По понедельникам и четвергам мы говорим по-французски. У нас француженка-бонна, и это дни недели, когда она не понимает слова, обращенного к ней. Из нас также никто не понимает папу, и это раздражает его. Он не хочет сказать по-английски; записывает, что хотел сказать, чтобы объяснить нам во вторник или в пятницу, затем, конечно, забывает и удивляется, почему мы не исполняем его приказаний. Он премилый человек. Когда думаешь о нем как о большом мальчике, находишь его прелестным; и будь он действительно большим мальчиком, я бы иной раз встряхнула его и, думаю, было бы на пользу.

Она снова засмеялась.

Мне хотелось, чтобы она продолжала свой разговор: так очарователен был ее смех. Но мы вышли на дорогу, и мисс Дженни сказала, что ей пора вернуться: у нее много дела впереди.

— Однако мы еще не условились насчет Дика, — напомнил я ей.

— Он понравился маме, — сказала она.

— Если б Дик мог прокормить себя тем, что нравится людям, я бы не так тревожился о будущности своего лентяя.

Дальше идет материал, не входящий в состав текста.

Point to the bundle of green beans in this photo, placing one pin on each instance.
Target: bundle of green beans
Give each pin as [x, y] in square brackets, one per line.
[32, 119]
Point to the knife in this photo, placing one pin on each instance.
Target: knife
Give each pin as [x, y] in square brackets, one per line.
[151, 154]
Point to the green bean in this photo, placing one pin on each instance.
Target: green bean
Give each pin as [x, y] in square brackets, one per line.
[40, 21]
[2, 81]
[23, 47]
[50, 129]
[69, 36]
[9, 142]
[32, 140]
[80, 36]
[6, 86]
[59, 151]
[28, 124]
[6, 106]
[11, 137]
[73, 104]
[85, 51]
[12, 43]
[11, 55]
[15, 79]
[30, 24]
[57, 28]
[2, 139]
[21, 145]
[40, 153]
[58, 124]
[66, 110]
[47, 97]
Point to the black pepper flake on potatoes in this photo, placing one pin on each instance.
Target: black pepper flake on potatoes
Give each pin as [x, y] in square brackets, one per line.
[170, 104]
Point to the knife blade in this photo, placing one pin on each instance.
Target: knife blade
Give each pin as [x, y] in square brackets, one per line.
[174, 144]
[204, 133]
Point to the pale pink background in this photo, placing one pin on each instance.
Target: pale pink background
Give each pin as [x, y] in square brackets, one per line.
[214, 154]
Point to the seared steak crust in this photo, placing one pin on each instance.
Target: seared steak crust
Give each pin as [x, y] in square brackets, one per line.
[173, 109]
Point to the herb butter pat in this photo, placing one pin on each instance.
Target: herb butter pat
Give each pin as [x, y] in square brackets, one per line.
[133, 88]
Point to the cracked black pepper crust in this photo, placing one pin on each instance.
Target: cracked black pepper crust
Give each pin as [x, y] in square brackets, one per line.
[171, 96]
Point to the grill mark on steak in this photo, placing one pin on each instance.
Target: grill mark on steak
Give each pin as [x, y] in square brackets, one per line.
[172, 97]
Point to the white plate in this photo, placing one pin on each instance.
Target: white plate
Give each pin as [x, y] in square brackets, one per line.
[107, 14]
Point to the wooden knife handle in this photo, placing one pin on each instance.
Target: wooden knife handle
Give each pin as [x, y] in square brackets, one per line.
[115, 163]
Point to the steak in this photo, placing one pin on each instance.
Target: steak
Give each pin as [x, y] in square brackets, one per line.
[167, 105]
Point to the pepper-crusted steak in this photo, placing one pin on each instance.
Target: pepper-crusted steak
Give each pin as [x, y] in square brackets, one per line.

— Он обещает усердно работать, если вы позволите ему заняться сельским хозяйством, — сказала мисс Дженни.

— Вы говорили с ним? — спросил я.

Она подтвердила.

— Он примется за дело хорошо: я знаю его, — сказал я, — но через месяц работа надоест ему, и он станет просить другого дела.

— Он весьма много потеряет в моем мнении, если это случится, — заметила она.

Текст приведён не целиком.